This week Texas Governor, Greg Abbott, appeared on Fox News and said that renewable energy had caused the blackouts: “Wind and solar got shut down,” he said. “They were collectively more than 10% of our power grid, and that thrust Texas into a situation where it was lacking power on a State-wide basis.”
Former Energy Secretary Rick Perry also pointed to frozen wind turbines and warned that this crisis showed the perils of promoting renewable energy. The Texas Public Policy Foundation, a conservative think tank with ties to the fossil fuel industry, alleged that the storm “never would have been an issue had our grid not been so deeply penetrated by renewable energy sources.”
It is true that the extreme cold has forced many kinds of energy generation offline, including wind turbines that have frozen.
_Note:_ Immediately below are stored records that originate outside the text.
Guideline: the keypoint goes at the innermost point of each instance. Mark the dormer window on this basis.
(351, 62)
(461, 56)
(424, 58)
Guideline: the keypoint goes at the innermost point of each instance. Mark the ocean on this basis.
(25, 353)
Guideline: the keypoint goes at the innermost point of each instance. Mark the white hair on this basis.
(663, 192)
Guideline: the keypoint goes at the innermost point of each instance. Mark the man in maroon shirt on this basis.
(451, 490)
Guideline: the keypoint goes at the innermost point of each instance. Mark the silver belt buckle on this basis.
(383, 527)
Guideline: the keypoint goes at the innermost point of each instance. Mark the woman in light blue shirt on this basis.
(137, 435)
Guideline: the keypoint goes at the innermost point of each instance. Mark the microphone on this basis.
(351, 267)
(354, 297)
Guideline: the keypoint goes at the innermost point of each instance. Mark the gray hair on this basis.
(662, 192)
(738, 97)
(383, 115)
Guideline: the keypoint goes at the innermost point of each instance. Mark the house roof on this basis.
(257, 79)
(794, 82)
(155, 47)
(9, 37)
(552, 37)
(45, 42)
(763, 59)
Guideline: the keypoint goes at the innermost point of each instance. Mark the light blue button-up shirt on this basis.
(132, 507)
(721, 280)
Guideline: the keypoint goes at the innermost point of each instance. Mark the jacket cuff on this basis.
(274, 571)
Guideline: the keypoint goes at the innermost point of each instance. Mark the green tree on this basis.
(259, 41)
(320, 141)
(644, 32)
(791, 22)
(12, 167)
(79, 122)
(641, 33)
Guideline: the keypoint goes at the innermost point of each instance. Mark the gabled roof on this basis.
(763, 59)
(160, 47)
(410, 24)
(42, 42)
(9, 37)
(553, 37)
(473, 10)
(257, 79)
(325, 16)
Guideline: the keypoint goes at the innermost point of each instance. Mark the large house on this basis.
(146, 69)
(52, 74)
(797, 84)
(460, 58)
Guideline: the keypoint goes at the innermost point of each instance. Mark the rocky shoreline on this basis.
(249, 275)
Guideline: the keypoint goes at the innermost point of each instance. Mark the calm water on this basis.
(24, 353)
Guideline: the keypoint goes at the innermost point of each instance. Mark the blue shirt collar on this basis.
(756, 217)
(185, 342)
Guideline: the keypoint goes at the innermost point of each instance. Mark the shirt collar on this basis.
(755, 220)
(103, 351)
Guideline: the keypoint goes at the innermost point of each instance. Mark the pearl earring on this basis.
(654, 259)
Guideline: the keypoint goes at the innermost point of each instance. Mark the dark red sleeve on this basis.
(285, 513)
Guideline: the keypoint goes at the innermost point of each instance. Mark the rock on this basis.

But the grid operators have said that it does not make sense to pinpoint blame on any one source of electricity generation. “It was across the board,” says Bill Magness, the president and CEO of ERCOT, or the Electric Reliability Council of Texas. “We saw coal plants, gas plants, wind, solar, all of our resources trip off and not be able to perform.”
The storm knocked about a third of the state’s generating capacity offline. Contrary to criticism made, the drop in power supply was attributable to all energy sources.
The claims regarding renewables are misleading as they do not confront the root cause, record cold temperatures that affected the generation and transportation of all fuel types, combined with poorly designed infrastructure which prevented the state of Texas to obtain electricity from elsewhere due to its isolated electricity grid structure.
Texas is the only state in the United States that runs a stand-alone electricity grid. As a result, during critical weather events like the storm, most of Texas cannot connect to other grids, drawing electricity from elsewhere when needed.
The question now is whether political fallout from the power blackouts will slow the state’s momentum toward a greener grid.
The crisis is likely to influence the debate over how to ‘green’ power supplies in Texas and beyond for years to come. However, many analysts expect that, despite the concern and criticism raised by mainly Republican Texans, renewable projects will continue to be developed at a brisk pace.